Símbolo do Templo

As duas cobras entrelaçadas representam a subida da energia de Kundalini, aquela energia que sobe pela nossa coluna vertebral através dos nâddhis Ida, Shushuna e Pingala. Repare que esta cobra é verde, cor da fartura e também do Orixá Oxoce. Mas a cobra tem manchas corais de Yansã – Yansã quem faz a subida da Kundalini. Estes nâddhis, aqui representados pelas cobras, são a tradução do Caduceu de Hermes. O símbolo do deus Mercúrio, o Mensageiro. As cobras também representam a Sabedoria que será desperta nos seres humanos com o despertar da energia de Kundalini. Sabedoria é algo a ser conquistado por cada um. Ninguém recebe Sabedoria como se recebe Conhecimento.

As cobras estão ascensionando a energia de nossa base, sustentando o Sol, símbolo do Eu Superior, dos corpos Solares, da partícula divina que habita em todos nós.
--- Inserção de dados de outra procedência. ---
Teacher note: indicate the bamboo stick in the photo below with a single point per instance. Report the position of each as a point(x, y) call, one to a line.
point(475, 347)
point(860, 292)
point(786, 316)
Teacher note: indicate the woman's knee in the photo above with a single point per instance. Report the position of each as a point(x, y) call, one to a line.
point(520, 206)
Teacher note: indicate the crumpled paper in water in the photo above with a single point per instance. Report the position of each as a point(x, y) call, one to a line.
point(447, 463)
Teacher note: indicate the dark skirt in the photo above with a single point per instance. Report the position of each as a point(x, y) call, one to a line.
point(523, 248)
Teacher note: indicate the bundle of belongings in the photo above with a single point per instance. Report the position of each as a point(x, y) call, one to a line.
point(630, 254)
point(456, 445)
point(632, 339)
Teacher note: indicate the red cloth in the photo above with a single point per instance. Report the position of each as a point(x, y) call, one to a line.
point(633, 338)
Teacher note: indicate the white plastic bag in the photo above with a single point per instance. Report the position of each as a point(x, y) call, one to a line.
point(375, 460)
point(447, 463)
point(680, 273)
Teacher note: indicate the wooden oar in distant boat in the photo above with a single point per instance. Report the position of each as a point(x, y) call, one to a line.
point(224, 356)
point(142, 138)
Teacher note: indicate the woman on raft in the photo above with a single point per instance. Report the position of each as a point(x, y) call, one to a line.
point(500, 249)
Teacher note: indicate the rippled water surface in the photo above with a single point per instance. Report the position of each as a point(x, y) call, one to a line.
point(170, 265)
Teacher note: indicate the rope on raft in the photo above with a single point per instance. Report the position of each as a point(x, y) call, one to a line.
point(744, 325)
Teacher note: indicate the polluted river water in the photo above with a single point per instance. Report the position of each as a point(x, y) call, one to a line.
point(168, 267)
Este Sol é a nossa meta como seres encarnados. Qualquer Templo visa o despertar do Amor Universal no coração de cada um. Este é o simbolismo do Sol.

Inserido na Cobra temos o Triângulo amarelo, símbolo das Três Forças Básicas do Cosmos. É a manifestação da Divindade. As Cobras inserem o Triângulo, ou, de uma outra forma, as Três Forças Básicas (Pai, Mãe e Filho) estão “escondidas” pela Sabedoria. É preciso despertar a Sabedoria para receber a fagulha destas Forças.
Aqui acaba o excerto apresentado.